Fazendo as pazes com o tempo e o espelho
Enquanto fala ao telefone com o Metrópoles, de bermuda, chinela e uma invejável coleção de tatuagens pelo corpo, Alessandra Nahra demonstra ter alcançado a glória de se sentir confortável na própria pele apesar de números no RG. Mas nem sempre foi assim. Quando percebeu que estava adentrando as portas da meia idade, a jornalista e empreendedora gaúcha de 52 anos entrou em uma crise existencial. “Foi um certo choque, porque eu achava que estava ficando velha. Rolou um certo pavor. Passei um tempão sem querer dizer a idade que tinha. Quando fiz 50 anos, pensei: ‘É melhor ficar velha do que morrer, então vamos nessa'”, recorda.
Alessandra aceitou a impermancência das coisas, fez as pazes com o tempo, ressignificou o envelhecer, aprendeu a amar cada vez mais o que via no espelho e descobriu que é possível encontrar prazer, aprendizado e propósito em todas as fases da vida. “Continuo sendo eu. Não acho que, porque eu tenho 52 anos, eu tenho que mudar. Sou a mesma pessoa. Se buscamos viver uma boa vida, chegamos a essa fase com muito mais energia e curiosidade pelo mundo, ainda que o nosso corpo esteja mudando e isso cause certo estranhamento”, defende.

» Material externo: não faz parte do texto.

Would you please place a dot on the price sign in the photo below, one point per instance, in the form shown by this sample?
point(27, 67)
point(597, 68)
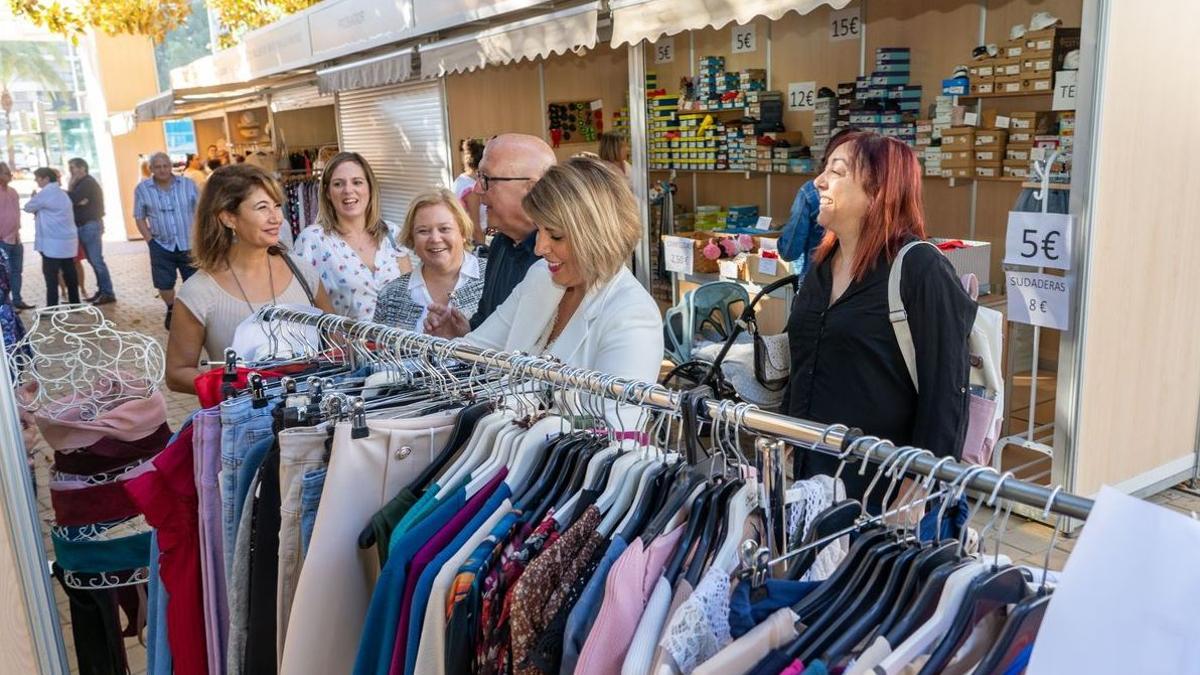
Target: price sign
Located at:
point(1065, 90)
point(678, 251)
point(1038, 239)
point(744, 39)
point(845, 24)
point(802, 95)
point(664, 51)
point(1038, 299)
point(768, 266)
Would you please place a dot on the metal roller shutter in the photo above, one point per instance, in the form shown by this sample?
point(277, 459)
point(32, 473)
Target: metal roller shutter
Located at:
point(401, 131)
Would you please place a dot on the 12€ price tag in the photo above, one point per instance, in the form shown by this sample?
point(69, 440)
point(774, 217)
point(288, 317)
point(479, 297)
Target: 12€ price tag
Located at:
point(1038, 239)
point(1038, 299)
point(678, 251)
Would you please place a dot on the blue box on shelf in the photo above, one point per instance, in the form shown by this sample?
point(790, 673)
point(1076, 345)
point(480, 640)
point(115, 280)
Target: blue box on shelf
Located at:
point(955, 87)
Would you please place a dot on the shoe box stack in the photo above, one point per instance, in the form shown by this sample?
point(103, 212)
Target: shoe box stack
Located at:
point(885, 101)
point(1025, 64)
point(825, 120)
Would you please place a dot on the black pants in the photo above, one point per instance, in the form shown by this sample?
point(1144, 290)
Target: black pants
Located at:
point(51, 269)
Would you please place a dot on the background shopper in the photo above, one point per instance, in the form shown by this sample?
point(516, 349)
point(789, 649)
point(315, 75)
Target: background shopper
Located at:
point(846, 364)
point(163, 208)
point(55, 234)
point(238, 222)
point(88, 198)
point(581, 304)
point(438, 232)
point(10, 236)
point(351, 246)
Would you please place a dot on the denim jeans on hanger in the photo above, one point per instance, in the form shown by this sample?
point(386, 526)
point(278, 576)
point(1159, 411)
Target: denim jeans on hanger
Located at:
point(311, 485)
point(157, 649)
point(246, 435)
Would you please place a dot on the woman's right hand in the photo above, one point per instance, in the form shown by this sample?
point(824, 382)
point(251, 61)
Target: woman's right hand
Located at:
point(444, 321)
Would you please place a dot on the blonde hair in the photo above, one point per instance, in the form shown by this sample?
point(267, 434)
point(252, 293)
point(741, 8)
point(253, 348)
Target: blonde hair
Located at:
point(592, 205)
point(432, 198)
point(325, 213)
point(226, 190)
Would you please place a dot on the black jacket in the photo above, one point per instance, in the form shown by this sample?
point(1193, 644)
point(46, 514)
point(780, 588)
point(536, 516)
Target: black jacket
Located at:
point(507, 266)
point(88, 189)
point(847, 368)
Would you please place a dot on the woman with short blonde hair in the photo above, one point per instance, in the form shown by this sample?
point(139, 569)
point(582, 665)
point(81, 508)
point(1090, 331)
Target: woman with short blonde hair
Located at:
point(438, 231)
point(351, 246)
point(580, 303)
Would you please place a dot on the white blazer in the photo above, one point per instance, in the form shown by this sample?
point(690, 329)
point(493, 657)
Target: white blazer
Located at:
point(617, 329)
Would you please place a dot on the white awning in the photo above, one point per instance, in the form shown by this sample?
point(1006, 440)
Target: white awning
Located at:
point(634, 21)
point(367, 73)
point(538, 37)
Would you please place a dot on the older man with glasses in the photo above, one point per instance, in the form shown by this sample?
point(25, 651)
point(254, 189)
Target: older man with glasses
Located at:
point(511, 163)
point(165, 208)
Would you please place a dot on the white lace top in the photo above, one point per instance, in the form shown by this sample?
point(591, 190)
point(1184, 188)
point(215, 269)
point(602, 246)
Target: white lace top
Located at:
point(701, 626)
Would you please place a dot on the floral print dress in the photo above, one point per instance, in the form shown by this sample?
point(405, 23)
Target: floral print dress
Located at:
point(352, 286)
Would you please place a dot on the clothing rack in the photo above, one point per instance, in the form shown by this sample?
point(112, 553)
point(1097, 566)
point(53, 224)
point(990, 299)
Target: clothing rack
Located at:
point(822, 437)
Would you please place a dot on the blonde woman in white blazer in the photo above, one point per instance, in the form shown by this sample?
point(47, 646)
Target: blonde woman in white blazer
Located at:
point(580, 303)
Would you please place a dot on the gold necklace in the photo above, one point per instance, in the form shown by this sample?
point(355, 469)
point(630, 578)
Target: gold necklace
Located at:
point(270, 278)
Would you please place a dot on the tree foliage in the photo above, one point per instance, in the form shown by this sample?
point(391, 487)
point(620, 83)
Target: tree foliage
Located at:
point(153, 18)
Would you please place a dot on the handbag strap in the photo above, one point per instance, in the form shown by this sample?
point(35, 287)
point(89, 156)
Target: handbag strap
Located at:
point(279, 250)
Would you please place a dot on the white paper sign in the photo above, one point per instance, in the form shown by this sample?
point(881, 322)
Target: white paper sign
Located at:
point(802, 95)
point(745, 39)
point(1038, 239)
point(678, 251)
point(727, 269)
point(768, 266)
point(1065, 90)
point(846, 24)
point(1038, 299)
point(664, 51)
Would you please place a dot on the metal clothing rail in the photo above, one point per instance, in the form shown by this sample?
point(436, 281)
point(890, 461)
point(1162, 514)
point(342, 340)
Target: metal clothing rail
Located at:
point(822, 437)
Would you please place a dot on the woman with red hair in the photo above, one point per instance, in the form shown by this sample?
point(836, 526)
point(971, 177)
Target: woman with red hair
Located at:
point(846, 364)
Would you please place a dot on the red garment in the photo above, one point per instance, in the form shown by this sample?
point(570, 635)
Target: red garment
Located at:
point(167, 496)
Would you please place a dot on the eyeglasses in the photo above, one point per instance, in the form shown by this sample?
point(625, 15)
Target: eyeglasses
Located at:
point(490, 179)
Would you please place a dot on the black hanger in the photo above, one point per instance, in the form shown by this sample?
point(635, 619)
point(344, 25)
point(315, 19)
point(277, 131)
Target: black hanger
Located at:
point(696, 519)
point(873, 572)
point(713, 523)
point(1020, 629)
point(837, 518)
point(687, 479)
point(925, 602)
point(928, 560)
point(869, 610)
point(987, 593)
point(825, 595)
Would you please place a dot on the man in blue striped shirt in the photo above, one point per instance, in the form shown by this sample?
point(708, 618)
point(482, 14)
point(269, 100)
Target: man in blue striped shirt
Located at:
point(165, 208)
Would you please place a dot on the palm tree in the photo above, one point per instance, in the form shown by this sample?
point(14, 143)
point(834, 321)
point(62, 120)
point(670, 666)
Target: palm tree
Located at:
point(30, 61)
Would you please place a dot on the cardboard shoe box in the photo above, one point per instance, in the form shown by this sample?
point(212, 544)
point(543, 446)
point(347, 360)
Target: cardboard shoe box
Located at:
point(1037, 83)
point(958, 138)
point(1008, 84)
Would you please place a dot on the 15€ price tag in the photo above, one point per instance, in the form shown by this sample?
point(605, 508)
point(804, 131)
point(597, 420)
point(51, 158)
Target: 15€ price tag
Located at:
point(1038, 239)
point(664, 51)
point(1038, 299)
point(845, 24)
point(679, 254)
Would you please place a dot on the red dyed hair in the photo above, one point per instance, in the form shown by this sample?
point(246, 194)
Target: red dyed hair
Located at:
point(891, 175)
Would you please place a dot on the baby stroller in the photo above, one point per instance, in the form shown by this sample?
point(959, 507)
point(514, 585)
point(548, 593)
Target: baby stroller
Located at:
point(754, 371)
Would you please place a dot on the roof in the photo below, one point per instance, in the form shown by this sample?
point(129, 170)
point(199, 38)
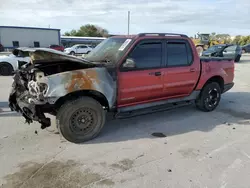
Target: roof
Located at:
point(75, 37)
point(48, 54)
point(38, 28)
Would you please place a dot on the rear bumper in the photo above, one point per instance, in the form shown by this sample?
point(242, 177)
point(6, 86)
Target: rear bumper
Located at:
point(228, 87)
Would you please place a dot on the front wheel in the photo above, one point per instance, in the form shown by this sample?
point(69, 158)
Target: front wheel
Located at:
point(81, 120)
point(209, 97)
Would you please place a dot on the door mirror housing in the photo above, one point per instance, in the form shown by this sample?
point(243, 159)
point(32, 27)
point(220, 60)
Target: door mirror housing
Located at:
point(129, 63)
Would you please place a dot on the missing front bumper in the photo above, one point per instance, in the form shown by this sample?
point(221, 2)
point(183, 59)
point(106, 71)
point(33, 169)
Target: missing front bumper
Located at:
point(31, 112)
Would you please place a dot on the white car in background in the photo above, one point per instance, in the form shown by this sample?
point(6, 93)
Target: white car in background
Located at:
point(11, 62)
point(78, 49)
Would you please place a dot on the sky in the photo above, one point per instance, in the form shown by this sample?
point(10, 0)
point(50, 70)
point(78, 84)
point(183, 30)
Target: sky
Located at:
point(179, 16)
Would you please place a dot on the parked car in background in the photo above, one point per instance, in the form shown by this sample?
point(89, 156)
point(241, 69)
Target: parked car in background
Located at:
point(57, 47)
point(78, 49)
point(224, 50)
point(246, 48)
point(12, 62)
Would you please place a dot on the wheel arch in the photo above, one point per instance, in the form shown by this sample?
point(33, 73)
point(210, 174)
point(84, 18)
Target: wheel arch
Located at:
point(217, 79)
point(98, 96)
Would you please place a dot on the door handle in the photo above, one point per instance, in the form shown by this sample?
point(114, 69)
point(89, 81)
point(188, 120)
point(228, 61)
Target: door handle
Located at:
point(192, 70)
point(155, 73)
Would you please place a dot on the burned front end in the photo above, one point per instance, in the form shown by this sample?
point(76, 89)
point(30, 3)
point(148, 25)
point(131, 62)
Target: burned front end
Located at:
point(37, 86)
point(27, 98)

Para a empreendedora, é fundamental se manter ativa para que o corpo não envelheça antes da cabeça. Cultivar bons hábitos, como manter uma alimentação equilibrada, praticar hobbies , fazer exercícios físicos, estar constantemente em contato com a natureza e “construir um mundo interno saudável e rico” por meio de práticas meditativas, pode tornar o envelhecimento um processo mais leve, natural e tranquilo.
Uma bela velhice
Aos 69 anos, esbanjando charme, energia e bom-humor, Mercês Parente é o retrato perfeito da pessoa que aprendeu a viver uma bela velhice, pois, como ela mesma diz, “não preciso de rótulos.” A brasiliense pula carnaval fantasiada dos pés à cabeça, frequenta as baladas e inferninhos da cidade, toma seus porres e dança com amigos poetas nos barzinhos, paquera quando sente vontade, gosta de estudar Kama Sutra e tem um kit de sexy toys que tem feito boa e proveitosa companhia durante o isolamento, segundo ela.

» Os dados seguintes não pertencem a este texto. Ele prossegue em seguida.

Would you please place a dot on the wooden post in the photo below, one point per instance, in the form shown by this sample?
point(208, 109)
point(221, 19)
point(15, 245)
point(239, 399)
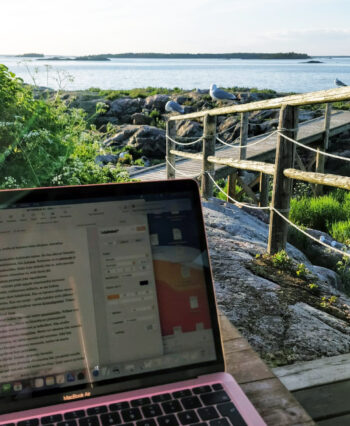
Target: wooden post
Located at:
point(281, 185)
point(320, 159)
point(209, 137)
point(264, 190)
point(231, 186)
point(170, 131)
point(243, 136)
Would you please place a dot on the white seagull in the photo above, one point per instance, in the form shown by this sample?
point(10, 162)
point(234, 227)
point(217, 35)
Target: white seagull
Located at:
point(172, 106)
point(339, 83)
point(220, 95)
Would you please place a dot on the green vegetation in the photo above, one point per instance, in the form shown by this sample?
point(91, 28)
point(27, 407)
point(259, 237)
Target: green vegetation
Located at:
point(329, 213)
point(43, 142)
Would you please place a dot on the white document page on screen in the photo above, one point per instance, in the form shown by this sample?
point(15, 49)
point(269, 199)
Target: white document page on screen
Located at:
point(45, 303)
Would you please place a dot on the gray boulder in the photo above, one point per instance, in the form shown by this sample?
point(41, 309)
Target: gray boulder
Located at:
point(149, 139)
point(124, 108)
point(139, 119)
point(282, 329)
point(156, 102)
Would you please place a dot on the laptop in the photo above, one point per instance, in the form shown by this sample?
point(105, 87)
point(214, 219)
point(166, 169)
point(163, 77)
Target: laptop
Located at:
point(107, 310)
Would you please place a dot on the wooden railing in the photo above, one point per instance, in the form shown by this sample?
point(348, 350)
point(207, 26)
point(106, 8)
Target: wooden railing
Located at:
point(283, 170)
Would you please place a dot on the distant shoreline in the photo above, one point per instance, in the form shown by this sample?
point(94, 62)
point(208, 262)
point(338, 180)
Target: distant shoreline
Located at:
point(106, 57)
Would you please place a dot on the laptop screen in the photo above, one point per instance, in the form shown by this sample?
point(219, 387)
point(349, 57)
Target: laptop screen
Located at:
point(98, 289)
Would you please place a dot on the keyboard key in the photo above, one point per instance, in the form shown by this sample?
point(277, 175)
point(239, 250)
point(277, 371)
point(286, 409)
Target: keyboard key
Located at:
point(67, 423)
point(140, 401)
point(229, 410)
point(171, 407)
point(151, 410)
point(201, 389)
point(162, 397)
point(217, 386)
point(89, 421)
point(188, 417)
point(149, 422)
point(214, 397)
point(182, 393)
point(191, 402)
point(30, 422)
point(131, 414)
point(167, 420)
point(110, 419)
point(70, 415)
point(97, 410)
point(51, 419)
point(219, 422)
point(119, 406)
point(208, 413)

Tenho rugas e marcas na pele – e não removeria nenhuma sequer do meu rosto. Se eu as removesse, estaria tirando um instante, um segundo, uma emoção que vivi
Mercês Parente
Para além de alguns olhares de censura e da necessidade de se adequar às expectativas impostas às pessoas da terceira idade, Mercês prefere se manter fiel a si e ao propósito de viver intensamente até o último dia. “O preconceito vai se agravando com o tempo, e não ligo, sempre fui desencanada. Sou contra esse conservadorismo hipócrita e estúpido que estão tentando reacender na sociedade”, afirma. “Tenho anos, mas não sou velha: eu vivo o momento, a emoção e os amores. A gente sabe que a morte vai chegar. Mas morrer por antecipação por causa do preconceito de envelhecer… Aí é um absurdo”, defende.
Envelhecendo sem crise
Para Goldenberg, o primeiro passo para um envelhecer sem crise é compreender que o rótulo da idade não deve determinar quem se é e o que se pode fazer. “Continuaremos amando, criando e aprendendo, independentemente dos nossos anos. Isso é importante: não nos aposentarmos de nós mesmos por causa da etiqueta da idade”, defende.

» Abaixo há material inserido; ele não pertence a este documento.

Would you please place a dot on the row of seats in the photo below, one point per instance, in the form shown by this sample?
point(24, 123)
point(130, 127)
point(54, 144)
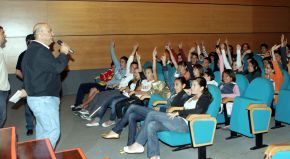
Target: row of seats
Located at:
point(250, 116)
point(33, 149)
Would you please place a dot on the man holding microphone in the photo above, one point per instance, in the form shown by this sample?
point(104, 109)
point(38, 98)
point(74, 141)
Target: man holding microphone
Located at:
point(41, 71)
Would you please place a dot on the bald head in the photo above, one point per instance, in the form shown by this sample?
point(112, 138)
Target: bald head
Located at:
point(2, 37)
point(43, 33)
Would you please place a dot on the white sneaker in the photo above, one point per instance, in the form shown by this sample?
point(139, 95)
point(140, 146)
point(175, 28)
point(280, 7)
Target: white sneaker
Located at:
point(84, 112)
point(92, 124)
point(108, 123)
point(85, 117)
point(139, 150)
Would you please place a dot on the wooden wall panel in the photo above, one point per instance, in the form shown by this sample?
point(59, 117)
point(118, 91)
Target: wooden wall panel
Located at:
point(220, 2)
point(89, 26)
point(94, 52)
point(18, 18)
point(91, 18)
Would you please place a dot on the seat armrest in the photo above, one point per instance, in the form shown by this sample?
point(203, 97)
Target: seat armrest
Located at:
point(158, 102)
point(273, 149)
point(192, 117)
point(227, 100)
point(256, 106)
point(173, 108)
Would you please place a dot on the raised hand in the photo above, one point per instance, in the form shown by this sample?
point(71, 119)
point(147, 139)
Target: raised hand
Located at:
point(192, 49)
point(112, 44)
point(138, 57)
point(180, 45)
point(218, 51)
point(275, 47)
point(239, 47)
point(226, 42)
point(218, 41)
point(167, 47)
point(248, 51)
point(283, 41)
point(154, 53)
point(163, 59)
point(222, 46)
point(135, 48)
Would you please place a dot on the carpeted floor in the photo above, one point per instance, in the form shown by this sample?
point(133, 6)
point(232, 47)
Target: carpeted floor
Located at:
point(74, 133)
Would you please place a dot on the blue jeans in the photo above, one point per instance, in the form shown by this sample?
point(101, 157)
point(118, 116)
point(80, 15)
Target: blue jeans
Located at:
point(154, 123)
point(3, 107)
point(112, 103)
point(29, 117)
point(84, 88)
point(134, 114)
point(46, 112)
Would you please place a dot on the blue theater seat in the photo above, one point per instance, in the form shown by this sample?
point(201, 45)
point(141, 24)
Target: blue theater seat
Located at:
point(251, 113)
point(278, 151)
point(202, 127)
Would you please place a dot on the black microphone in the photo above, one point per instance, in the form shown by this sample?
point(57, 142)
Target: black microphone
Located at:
point(59, 42)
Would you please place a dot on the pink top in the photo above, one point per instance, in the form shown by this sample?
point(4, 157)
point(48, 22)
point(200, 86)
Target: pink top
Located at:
point(236, 93)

Por fim, é preciso buscar uma vida com significado, sem abdicar das vontades e projetos pessoais. “O mais importante é viver com propósito, ter amigos que nos apoiam e aprender a dizer não para os preconceitos e as violências. E sobretudo, viver o momento presente. Não ficar remoendo o passado, nem com grandes expectativas sobre o futuro. Viver plenamente o presente, um dia de cada vez. Acredito que esse seja o segredo para inventar uma boa velhice”, conclui.